Posted: Thu Nov 24, 2011 7:56 am
The majority of what I *think* I know of honing was simply paying attention to Glen. Every time I thought I "got" it about bevel, bevel, bevel. I found I had more to learn.
The other place I'm finally starting to pay enough attention to is the edge at the 8k level. If its not a good shave there, its not ever gonna be a good shave.
Posted: Tue Jan 03, 2012 5:54 am
When January 1st rolled back around, it was time to dust off the hones and get all of the straight razors sharpened again, as scheduled. I've found that with proper interim stropping, in rotation, I can get about 4 months worth of great SR shaves from each razor. It's a good feeling to be able to look forward to a buttery smooth shave from these razors.
interim stropping - especially if you don't hone
Posted: Sun Mar 11, 2012 3:52 pm
The source is controversial, but there's a pretty effective method for extending the times between trips to the stones.
Its the familiar - 'strop on newsprint/phonebook pages'. That's nothing new.
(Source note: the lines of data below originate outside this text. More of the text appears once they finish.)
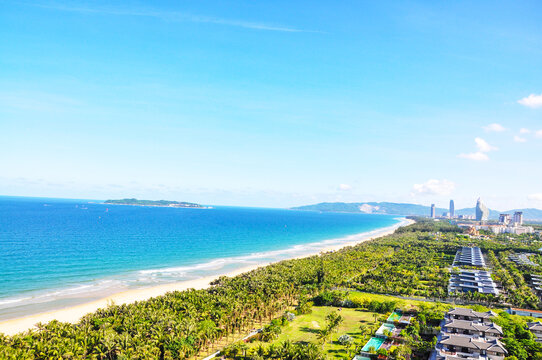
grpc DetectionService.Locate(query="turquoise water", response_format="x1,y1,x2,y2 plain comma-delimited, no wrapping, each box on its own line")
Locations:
0,197,399,319
361,337,384,352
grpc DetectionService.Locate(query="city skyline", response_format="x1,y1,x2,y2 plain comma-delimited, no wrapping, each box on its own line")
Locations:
0,1,542,210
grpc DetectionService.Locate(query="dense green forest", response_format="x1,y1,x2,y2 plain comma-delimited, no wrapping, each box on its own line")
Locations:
0,221,541,359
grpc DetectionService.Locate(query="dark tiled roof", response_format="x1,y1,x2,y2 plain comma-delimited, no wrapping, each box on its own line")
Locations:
440,335,507,354
444,319,506,335
448,308,497,319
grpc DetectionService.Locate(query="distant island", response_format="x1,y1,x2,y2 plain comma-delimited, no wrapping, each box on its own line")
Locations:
104,198,209,209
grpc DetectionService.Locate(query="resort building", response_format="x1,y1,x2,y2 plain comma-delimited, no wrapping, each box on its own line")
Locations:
528,274,542,299
354,309,414,360
527,321,542,342
436,335,508,360
430,308,508,360
442,319,503,338
453,246,486,267
514,211,523,226
499,214,510,226
476,223,534,235
476,198,489,221
448,269,499,295
508,253,538,266
446,308,497,324
506,308,542,319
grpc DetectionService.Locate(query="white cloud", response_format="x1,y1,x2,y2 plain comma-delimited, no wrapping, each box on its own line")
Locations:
33,4,320,33
474,138,497,152
457,137,497,161
518,94,542,109
413,179,455,195
484,123,506,132
457,151,489,161
527,193,542,201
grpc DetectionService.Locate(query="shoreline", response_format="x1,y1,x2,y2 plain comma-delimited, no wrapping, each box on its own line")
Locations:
0,218,415,335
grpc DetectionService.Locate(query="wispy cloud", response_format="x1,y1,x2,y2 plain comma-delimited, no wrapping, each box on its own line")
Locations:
457,151,489,161
457,137,498,161
518,94,542,109
484,123,506,132
527,193,542,201
474,138,498,152
30,3,323,33
338,184,352,191
412,179,455,195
What I tried that made a difference was using a hard, flat, smooth surface to back the newsprint. All stropping on linen, leather, pasted or not, imparts a convex surface to the bevel & edge. The hard flat backing does not. An ideal backer is a hone. I use a c12k, but any hone. A pc of plate glass, polished marble floor tile, etc. will work fine. One new user had none of these and used the edge of a door. He had the 'beard of steel' which devoured edges. He could either learn honing and hone every week, or use the stropping on paper to conserve the wear on the steel. He's learning w/ the Norton 4/8k now, and has little success on the c12k. For added keenness, its the newsprint stropping. I've tried it on 7 blades. If you're good enough on the stones, it won't buy you anything. Its when its not quite there that the method helps, or when your skills are still developing, as mine are.
'hope someone else finds this helpful.
Posted: Thu Apr 12, 2012 2:53 am
I will try your method, as I'm a beginner in shaving, stropping, honing. To complicate the method further: as I am from a different country, our newspaper and ink are different from, for ex, the packaging newspaper I get from the US, so...another variable.
Posted: Thu Sep 06, 2012 8:18 pm
My 7 razors were last on the full set of hones on January 1st. They were freshened (drop back 3, per Chris Moss and Glen-gssixgun) around May 1. Now a few of the razors are telling me it's time for another freshening. If that works for me, then I'll be on track for an annual full trip over the hones again on January 1. Hopefully no one will think I'm wearing out my razors too fast.
Posted: Fri Sep 14, 2012 5:18 am
Yesterday evening I was able to find the time to refresh the edges on all 7 SRs, and hopefully will cruise all the way to January 1 now without any maintenance other than pre shave stropping.